If, in February, you put a newly gathered sprig of budding thorn into the fire; instantaneously, in the influence of the heat, it will break into bright-green tiny leaf. That is what Emily Brontë did for me. Not so for Fanny. In her “vapid listlessness” she often pretended to yawn over Wuthering Heights, and would shock me with mocking criticism, or cry “Ah!” at the poignant passages. But I believe it was pure concealment. She was really playing a part in the story. I have, at any rate, never seen her face so transfigured as when once she suddenly looked up in the firelight and caught my eye fixed on her over the book.
It was at the passage where Cathy—in her grand plaid silk frock, white trousers, and burnished shoes—returns to the dreadful Grange; and, “dismally beclouded,” Heathcliff stares out at her from his hiding-place. “ ‘He might,’ ” I read on, “ ‘well skulk behind the settle, at beholding such a bright, graceful damsel enter the house. “Is Heathcliff not here?” she demanded, pulling off her gloves, and displaying fingers wonderfully whitened with doing nothing and staying indoors.’ ”
It was at this point that our eyes, as I say, Fanny’s and mine, met. But she, bright, graceful damsel, was not thinking of me.
“Do you like that kind of character, Fanny?” I inquired.
My candle’s flames gleamed lean and tiny in her eyes. “Whose?” she asked.
“Why, Heathcliff’s.”
She turned slowly away. “You take things so seriously, Midgetina. It’s merely a story. He only wanted taming. You’ll see by-and-by.” But at that moment my ear caught the sound of footsteps, and when Mrs. Bowater opened the door to contemplate idle Fanny, the book was under my bed.
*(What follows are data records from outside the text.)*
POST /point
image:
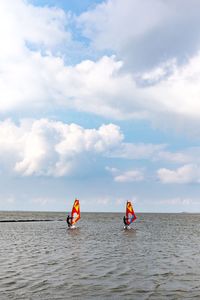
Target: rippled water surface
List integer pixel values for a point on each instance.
(159, 258)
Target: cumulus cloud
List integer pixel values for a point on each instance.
(51, 148)
(144, 33)
(126, 176)
(185, 174)
(34, 75)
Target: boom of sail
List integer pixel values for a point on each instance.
(130, 214)
(75, 214)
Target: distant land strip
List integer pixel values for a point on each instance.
(29, 220)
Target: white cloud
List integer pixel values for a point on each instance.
(126, 176)
(44, 147)
(142, 32)
(34, 76)
(185, 174)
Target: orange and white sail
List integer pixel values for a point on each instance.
(130, 214)
(75, 214)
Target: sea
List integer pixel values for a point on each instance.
(40, 258)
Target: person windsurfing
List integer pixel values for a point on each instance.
(125, 220)
(69, 221)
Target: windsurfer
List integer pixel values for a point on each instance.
(69, 221)
(125, 221)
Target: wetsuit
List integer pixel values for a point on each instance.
(124, 219)
(69, 220)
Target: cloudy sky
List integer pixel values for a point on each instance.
(100, 100)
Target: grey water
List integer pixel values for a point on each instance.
(159, 258)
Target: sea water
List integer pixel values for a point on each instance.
(159, 258)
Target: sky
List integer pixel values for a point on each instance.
(100, 101)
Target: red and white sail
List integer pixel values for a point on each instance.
(130, 214)
(75, 214)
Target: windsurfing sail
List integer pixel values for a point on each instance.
(130, 214)
(75, 214)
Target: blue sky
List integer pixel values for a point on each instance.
(100, 101)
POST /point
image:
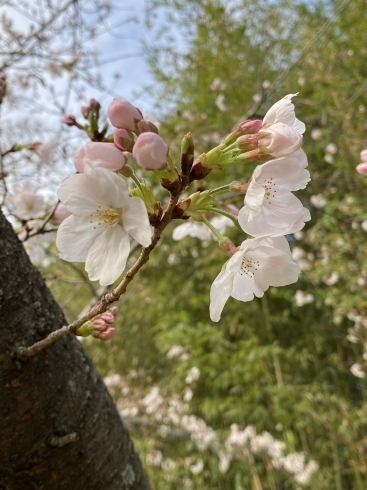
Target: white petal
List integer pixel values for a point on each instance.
(244, 288)
(135, 221)
(278, 268)
(107, 256)
(284, 172)
(299, 126)
(281, 111)
(255, 196)
(220, 292)
(75, 237)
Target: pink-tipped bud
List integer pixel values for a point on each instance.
(362, 168)
(364, 156)
(123, 115)
(69, 120)
(94, 104)
(106, 335)
(126, 171)
(237, 186)
(150, 151)
(60, 213)
(104, 155)
(147, 127)
(85, 110)
(124, 140)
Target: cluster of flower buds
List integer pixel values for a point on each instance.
(362, 167)
(100, 327)
(105, 213)
(275, 136)
(2, 86)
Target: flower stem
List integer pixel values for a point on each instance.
(224, 213)
(219, 190)
(214, 230)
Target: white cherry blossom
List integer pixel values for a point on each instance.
(270, 207)
(259, 263)
(104, 215)
(283, 112)
(280, 140)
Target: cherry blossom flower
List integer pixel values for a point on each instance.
(283, 112)
(60, 214)
(104, 155)
(35, 245)
(270, 207)
(104, 215)
(259, 263)
(25, 201)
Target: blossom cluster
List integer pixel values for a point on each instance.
(270, 210)
(101, 213)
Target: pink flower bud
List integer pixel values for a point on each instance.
(106, 335)
(69, 120)
(124, 140)
(364, 156)
(147, 127)
(126, 171)
(104, 155)
(248, 142)
(362, 168)
(150, 151)
(123, 115)
(85, 110)
(61, 213)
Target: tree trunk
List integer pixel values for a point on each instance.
(59, 428)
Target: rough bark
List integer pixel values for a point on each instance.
(59, 428)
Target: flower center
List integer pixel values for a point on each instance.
(268, 186)
(248, 265)
(107, 217)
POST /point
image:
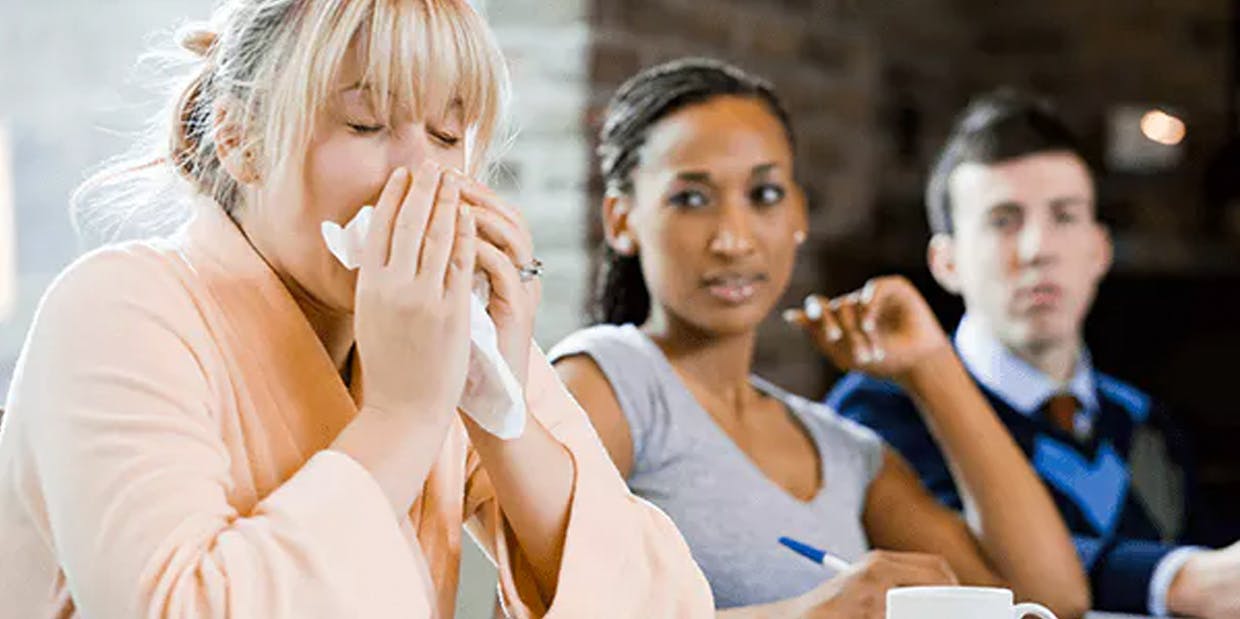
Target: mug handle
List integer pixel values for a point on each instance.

As the day drew near for Fanny’s return to her “duties,” her mood brightened. She displayed before me in all their stages, the new clothes which Mrs. Bowater lavished on her—to a degree that, amateur though I was in domestic economy, filled me with astonishment. I had to feign delight in these fineries—“Ah!” whispered I to each, “when she wears you she will be far, far away.” I envied the very buttons, and indeed pestered her with entreaties. I implored her to think of me at certain hours; to say good night to herself for me; to write day by day in the first of the evening; to share the moon: “If we both look at her at the same moment,” I argued, “it will be next to looking at one another. You cannot be utterly gone: and if you see even a flower, or hear the wind. … Oh, I hope and hope you will be happy.”